The unsupervised teenager after 10pm — odds: 1 in 4
Not all of them. Most of them are fine. But the ones who are not fine will find each other with a precision that defies explanation and congregate directly outside wherever you are trying to sleep.
The speaker situation — odds: 1 in 5
Someone nearby has musical taste that does not overlap with yours at all, a Bluetooth speaker that cost $200, and absolutely zero awareness that the family next to them can hear every word. They mean well. It doesn't help.
The beach badge lecture — odds: 1 in 8
Someone will argue with the badge checker. Not about anything that will change the outcome. Just to establish a philosophical position about the nature of beach access while twelve people wait in line behind them.
The tram car bump — odds: 1 in 10
I speak from experience. The announcement says watch the tram car please. It means it. Last summer I treated it as audio wallpaper. The tram car and I settled our differences personally. She starts running again Saturday May 9th. Watch the tram car please.

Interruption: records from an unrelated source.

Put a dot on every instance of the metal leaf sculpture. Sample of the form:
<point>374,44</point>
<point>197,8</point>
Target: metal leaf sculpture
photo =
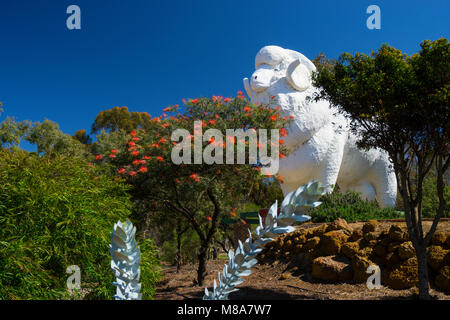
<point>126,258</point>
<point>240,262</point>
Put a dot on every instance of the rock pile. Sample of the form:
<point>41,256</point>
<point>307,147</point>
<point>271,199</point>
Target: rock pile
<point>336,252</point>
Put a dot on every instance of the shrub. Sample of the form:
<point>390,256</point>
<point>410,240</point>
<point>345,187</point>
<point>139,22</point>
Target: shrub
<point>55,213</point>
<point>350,207</point>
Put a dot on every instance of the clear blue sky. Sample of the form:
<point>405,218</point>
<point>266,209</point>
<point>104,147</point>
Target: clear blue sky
<point>148,54</point>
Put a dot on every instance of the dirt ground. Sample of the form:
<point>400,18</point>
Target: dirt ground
<point>282,282</point>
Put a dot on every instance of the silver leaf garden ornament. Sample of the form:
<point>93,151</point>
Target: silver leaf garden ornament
<point>292,210</point>
<point>126,258</point>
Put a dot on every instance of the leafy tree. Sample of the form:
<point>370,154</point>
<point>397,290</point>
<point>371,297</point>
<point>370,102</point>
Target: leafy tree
<point>81,136</point>
<point>50,140</point>
<point>200,194</point>
<point>401,104</point>
<point>120,119</point>
<point>56,212</point>
<point>11,131</point>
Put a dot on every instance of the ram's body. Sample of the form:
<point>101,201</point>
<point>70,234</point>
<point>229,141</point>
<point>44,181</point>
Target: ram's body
<point>321,146</point>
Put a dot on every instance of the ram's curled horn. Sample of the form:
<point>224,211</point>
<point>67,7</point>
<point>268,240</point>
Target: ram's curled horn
<point>247,88</point>
<point>298,75</point>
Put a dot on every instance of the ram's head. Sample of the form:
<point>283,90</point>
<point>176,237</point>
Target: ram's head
<point>277,71</point>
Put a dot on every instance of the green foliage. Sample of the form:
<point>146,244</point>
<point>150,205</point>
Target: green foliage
<point>189,245</point>
<point>120,119</point>
<point>50,140</point>
<point>56,212</point>
<point>81,136</point>
<point>430,203</point>
<point>350,207</point>
<point>150,268</point>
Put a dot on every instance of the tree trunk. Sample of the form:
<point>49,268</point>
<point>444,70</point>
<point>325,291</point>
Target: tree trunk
<point>422,265</point>
<point>202,255</point>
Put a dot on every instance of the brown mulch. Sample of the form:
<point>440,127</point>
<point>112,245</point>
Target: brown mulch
<point>280,281</point>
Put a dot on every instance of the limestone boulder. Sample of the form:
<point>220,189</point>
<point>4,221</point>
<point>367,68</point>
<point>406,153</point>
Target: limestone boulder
<point>320,230</point>
<point>370,226</point>
<point>440,238</point>
<point>312,243</point>
<point>406,250</point>
<point>360,265</point>
<point>356,235</point>
<point>402,276</point>
<point>437,257</point>
<point>350,249</point>
<point>340,224</point>
<point>332,242</point>
<point>398,233</point>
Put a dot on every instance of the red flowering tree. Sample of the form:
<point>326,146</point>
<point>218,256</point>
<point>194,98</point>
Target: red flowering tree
<point>201,194</point>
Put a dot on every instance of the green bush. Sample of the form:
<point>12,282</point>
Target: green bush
<point>55,213</point>
<point>350,207</point>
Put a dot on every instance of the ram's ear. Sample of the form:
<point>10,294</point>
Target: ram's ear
<point>298,75</point>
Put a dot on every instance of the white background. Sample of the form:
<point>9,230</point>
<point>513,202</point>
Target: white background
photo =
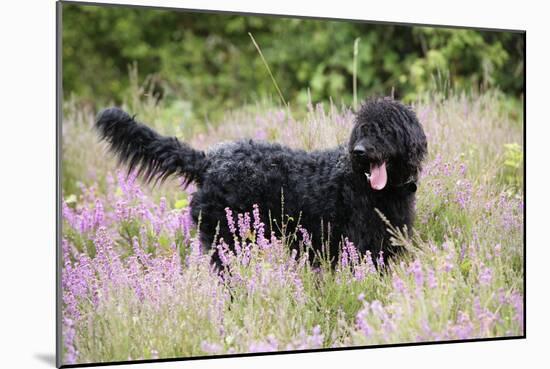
<point>27,182</point>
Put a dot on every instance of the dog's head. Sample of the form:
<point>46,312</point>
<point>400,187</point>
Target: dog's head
<point>387,143</point>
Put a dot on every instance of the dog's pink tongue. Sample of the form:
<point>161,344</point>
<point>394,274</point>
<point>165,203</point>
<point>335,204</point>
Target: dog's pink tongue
<point>378,176</point>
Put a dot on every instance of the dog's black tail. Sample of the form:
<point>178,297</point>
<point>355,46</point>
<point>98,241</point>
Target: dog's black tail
<point>155,157</point>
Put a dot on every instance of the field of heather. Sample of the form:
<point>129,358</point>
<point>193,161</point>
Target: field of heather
<point>135,284</point>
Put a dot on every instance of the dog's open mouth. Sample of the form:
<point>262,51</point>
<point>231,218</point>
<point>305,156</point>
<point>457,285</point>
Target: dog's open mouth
<point>378,177</point>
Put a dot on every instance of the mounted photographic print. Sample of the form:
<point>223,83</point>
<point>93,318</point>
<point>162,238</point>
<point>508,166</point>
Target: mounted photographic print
<point>237,184</point>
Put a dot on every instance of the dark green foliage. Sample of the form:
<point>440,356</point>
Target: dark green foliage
<point>210,61</point>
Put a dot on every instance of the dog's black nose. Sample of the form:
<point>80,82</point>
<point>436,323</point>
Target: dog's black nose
<point>359,150</point>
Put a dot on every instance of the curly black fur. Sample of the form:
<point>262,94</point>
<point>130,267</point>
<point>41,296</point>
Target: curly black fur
<point>327,190</point>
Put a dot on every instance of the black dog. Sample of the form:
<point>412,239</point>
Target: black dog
<point>334,193</point>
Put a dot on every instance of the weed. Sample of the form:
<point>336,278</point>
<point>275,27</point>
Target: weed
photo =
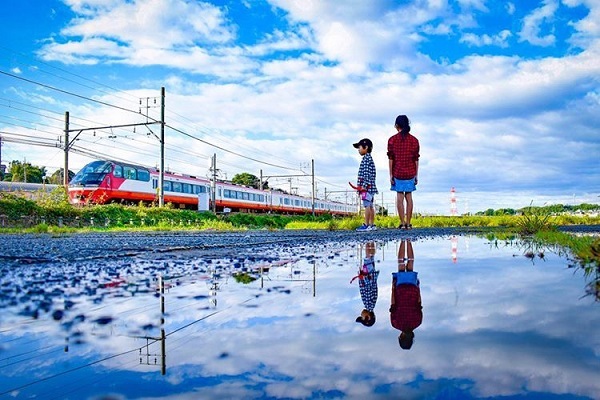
<point>533,221</point>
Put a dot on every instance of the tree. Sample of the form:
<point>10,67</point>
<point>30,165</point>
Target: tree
<point>57,177</point>
<point>247,179</point>
<point>25,172</point>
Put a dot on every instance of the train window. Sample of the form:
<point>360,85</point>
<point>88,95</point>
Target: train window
<point>143,175</point>
<point>129,173</point>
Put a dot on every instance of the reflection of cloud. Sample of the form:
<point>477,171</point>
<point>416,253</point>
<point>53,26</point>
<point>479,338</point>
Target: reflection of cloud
<point>493,325</point>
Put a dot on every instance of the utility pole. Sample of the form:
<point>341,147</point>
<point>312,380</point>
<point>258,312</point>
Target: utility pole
<point>313,184</point>
<point>214,183</point>
<point>66,170</point>
<point>1,167</point>
<point>161,181</point>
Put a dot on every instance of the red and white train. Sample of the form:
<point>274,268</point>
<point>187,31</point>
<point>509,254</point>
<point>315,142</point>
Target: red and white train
<point>106,181</point>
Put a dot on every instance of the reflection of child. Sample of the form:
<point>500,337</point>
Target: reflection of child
<point>406,311</point>
<point>367,283</point>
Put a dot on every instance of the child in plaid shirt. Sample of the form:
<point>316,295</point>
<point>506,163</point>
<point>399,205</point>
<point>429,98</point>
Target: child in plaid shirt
<point>366,180</point>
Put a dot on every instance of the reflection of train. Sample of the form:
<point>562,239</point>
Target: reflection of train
<point>103,181</point>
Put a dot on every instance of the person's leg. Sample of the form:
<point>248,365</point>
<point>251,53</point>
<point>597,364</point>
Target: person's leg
<point>409,207</point>
<point>400,206</point>
<point>410,255</point>
<point>402,256</point>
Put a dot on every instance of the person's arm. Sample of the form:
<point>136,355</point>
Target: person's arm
<point>393,300</point>
<point>417,174</point>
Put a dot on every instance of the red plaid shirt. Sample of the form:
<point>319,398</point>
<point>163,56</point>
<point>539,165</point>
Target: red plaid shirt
<point>406,313</point>
<point>404,151</point>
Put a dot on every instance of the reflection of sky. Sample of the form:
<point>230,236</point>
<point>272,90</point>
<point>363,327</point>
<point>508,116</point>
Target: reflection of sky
<point>495,324</point>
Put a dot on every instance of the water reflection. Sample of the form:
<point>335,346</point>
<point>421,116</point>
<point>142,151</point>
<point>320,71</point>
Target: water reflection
<point>496,325</point>
<point>367,283</point>
<point>406,310</point>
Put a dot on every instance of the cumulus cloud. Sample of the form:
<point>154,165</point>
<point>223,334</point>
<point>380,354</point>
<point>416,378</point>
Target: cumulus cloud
<point>532,24</point>
<point>500,39</point>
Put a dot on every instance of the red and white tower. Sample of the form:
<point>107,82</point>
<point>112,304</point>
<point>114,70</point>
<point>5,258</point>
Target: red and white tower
<point>452,201</point>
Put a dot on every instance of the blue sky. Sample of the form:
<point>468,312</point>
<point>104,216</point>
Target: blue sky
<point>503,96</point>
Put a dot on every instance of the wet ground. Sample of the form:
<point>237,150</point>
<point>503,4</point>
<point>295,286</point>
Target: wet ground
<point>272,315</point>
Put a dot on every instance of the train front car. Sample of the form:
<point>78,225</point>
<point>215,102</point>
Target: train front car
<point>91,184</point>
<point>102,182</point>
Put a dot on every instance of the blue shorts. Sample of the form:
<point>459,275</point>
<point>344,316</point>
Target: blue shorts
<point>406,277</point>
<point>368,199</point>
<point>404,185</point>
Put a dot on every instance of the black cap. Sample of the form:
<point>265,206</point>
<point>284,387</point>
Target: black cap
<point>364,143</point>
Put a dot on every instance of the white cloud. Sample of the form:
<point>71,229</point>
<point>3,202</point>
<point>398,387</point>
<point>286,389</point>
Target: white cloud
<point>500,39</point>
<point>532,23</point>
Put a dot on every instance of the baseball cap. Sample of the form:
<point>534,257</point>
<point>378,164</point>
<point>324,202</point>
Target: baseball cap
<point>364,143</point>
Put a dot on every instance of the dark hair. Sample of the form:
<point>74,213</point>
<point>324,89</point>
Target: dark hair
<point>369,322</point>
<point>404,124</point>
<point>406,340</point>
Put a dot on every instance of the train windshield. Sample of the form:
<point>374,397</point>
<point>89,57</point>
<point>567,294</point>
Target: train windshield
<point>92,174</point>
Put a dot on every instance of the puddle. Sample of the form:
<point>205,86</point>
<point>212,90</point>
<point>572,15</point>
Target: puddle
<point>498,319</point>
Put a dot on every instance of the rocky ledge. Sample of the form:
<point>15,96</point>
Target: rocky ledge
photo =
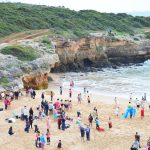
<point>98,51</point>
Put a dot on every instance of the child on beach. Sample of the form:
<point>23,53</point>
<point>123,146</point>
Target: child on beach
<point>142,113</point>
<point>97,123</point>
<point>117,111</point>
<point>90,120</point>
<point>59,146</point>
<point>48,137</point>
<point>88,99</point>
<point>110,123</point>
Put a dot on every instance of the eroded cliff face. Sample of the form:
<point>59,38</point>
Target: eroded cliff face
<point>102,51</point>
<point>36,81</point>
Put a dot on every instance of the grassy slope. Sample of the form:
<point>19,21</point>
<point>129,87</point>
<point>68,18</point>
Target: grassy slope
<point>16,17</point>
<point>21,52</point>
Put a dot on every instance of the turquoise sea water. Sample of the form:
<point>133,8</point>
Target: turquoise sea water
<point>114,82</point>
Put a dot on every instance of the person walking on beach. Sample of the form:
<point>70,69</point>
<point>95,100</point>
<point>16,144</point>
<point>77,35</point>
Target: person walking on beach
<point>48,137</point>
<point>60,90</point>
<point>142,113</point>
<point>52,95</point>
<point>6,103</point>
<point>148,144</point>
<point>31,112</point>
<point>31,120</point>
<point>48,123</point>
<point>135,145</point>
<point>70,93</point>
<point>90,120</point>
<point>42,96</point>
<point>137,137</point>
<point>110,123</point>
<point>43,141</point>
<point>88,99</point>
<point>27,125</point>
<point>10,131</point>
<point>87,130</point>
<point>59,122</point>
<point>97,123</point>
<point>59,146</point>
<point>82,131</point>
<point>33,94</point>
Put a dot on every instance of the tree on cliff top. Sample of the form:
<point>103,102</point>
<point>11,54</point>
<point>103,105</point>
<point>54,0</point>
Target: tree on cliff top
<point>16,17</point>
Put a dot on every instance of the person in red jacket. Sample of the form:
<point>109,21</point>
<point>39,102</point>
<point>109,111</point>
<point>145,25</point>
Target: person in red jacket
<point>142,113</point>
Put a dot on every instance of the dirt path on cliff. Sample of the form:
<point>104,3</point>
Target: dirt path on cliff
<point>14,39</point>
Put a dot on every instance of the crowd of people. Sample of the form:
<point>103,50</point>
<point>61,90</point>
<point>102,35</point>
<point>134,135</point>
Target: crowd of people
<point>58,109</point>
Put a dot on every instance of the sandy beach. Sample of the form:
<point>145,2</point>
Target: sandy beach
<point>120,137</point>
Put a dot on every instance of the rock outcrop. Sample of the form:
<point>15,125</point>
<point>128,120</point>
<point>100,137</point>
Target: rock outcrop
<point>99,51</point>
<point>36,81</point>
<point>34,72</point>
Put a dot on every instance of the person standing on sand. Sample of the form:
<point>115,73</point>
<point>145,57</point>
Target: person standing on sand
<point>90,120</point>
<point>88,99</point>
<point>70,93</point>
<point>48,137</point>
<point>82,131</point>
<point>87,130</point>
<point>10,131</point>
<point>43,141</point>
<point>110,123</point>
<point>137,137</point>
<point>31,120</point>
<point>59,122</point>
<point>48,123</point>
<point>142,113</point>
<point>6,103</point>
<point>42,96</point>
<point>31,112</point>
<point>97,123</point>
<point>52,95</point>
<point>59,146</point>
<point>148,144</point>
<point>135,145</point>
<point>60,90</point>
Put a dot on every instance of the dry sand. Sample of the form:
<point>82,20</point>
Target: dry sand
<point>120,137</point>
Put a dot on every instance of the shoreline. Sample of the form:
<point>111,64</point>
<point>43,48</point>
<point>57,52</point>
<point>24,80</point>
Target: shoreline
<point>123,130</point>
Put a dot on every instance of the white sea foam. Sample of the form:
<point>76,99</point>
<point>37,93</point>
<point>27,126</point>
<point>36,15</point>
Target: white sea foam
<point>114,82</point>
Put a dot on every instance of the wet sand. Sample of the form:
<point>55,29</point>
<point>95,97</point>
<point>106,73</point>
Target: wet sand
<point>120,137</point>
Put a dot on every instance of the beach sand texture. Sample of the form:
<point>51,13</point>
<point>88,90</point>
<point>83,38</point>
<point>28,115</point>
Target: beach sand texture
<point>120,137</point>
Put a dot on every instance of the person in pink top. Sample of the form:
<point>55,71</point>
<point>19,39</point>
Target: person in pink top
<point>70,93</point>
<point>6,104</point>
<point>57,104</point>
<point>48,123</point>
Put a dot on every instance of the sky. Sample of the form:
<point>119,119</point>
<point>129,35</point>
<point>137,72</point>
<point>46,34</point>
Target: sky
<point>99,5</point>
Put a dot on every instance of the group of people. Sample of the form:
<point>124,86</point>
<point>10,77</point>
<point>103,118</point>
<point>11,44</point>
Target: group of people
<point>58,110</point>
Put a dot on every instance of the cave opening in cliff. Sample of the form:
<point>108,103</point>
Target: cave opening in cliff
<point>87,62</point>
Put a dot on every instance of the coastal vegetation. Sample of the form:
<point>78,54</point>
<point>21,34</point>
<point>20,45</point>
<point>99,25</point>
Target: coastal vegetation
<point>18,17</point>
<point>23,53</point>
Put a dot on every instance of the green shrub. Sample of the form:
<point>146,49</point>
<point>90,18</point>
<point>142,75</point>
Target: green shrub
<point>23,53</point>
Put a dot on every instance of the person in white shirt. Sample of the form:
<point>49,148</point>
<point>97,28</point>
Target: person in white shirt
<point>25,113</point>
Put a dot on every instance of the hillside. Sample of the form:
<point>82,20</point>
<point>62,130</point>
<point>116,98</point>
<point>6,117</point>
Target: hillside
<point>16,17</point>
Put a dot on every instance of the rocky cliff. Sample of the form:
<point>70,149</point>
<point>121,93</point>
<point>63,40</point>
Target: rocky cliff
<point>100,51</point>
<point>61,55</point>
<point>34,73</point>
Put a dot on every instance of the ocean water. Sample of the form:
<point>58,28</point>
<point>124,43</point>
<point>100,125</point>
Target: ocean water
<point>114,82</point>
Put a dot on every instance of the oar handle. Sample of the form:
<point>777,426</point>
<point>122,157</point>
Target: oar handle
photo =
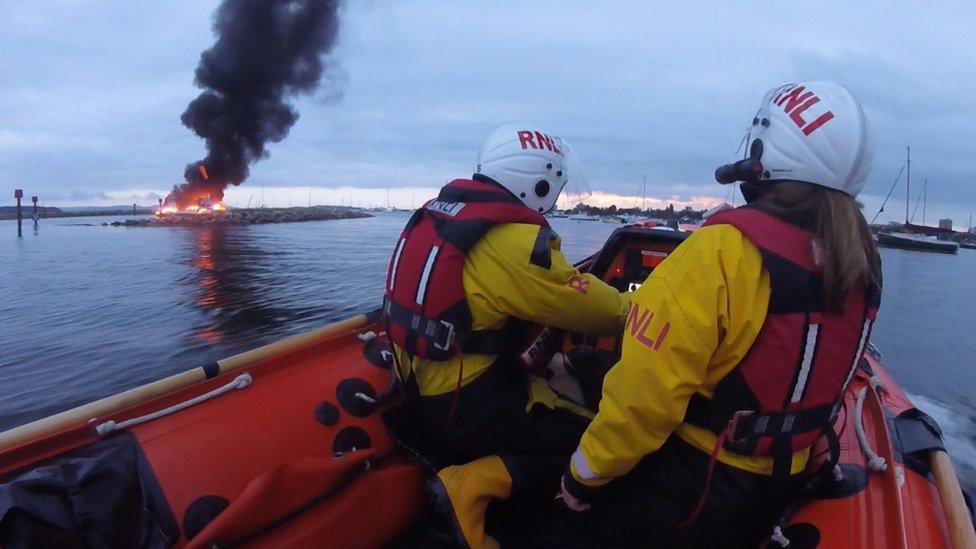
<point>958,519</point>
<point>100,408</point>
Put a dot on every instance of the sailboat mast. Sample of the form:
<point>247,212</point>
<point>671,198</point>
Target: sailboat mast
<point>925,196</point>
<point>643,193</point>
<point>908,186</point>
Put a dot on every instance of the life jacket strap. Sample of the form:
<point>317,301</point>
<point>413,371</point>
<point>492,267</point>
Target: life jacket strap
<point>746,427</point>
<point>445,336</point>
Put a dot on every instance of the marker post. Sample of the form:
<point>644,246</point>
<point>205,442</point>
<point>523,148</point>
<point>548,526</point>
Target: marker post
<point>18,194</point>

The parking situation — odds: 1 in 1
There is no odds calculation for this. Parking at the Shore on a summer Saturday is not a problem to be solved. It is a condition to be accepted. Build it into your timeline. Add forty-five minutes. Maybe an hour. You will use it.
Nori is passing through
She is not the threat. She is a nine-foot tourist on her way to Canada who doesn't even know the parkway exists.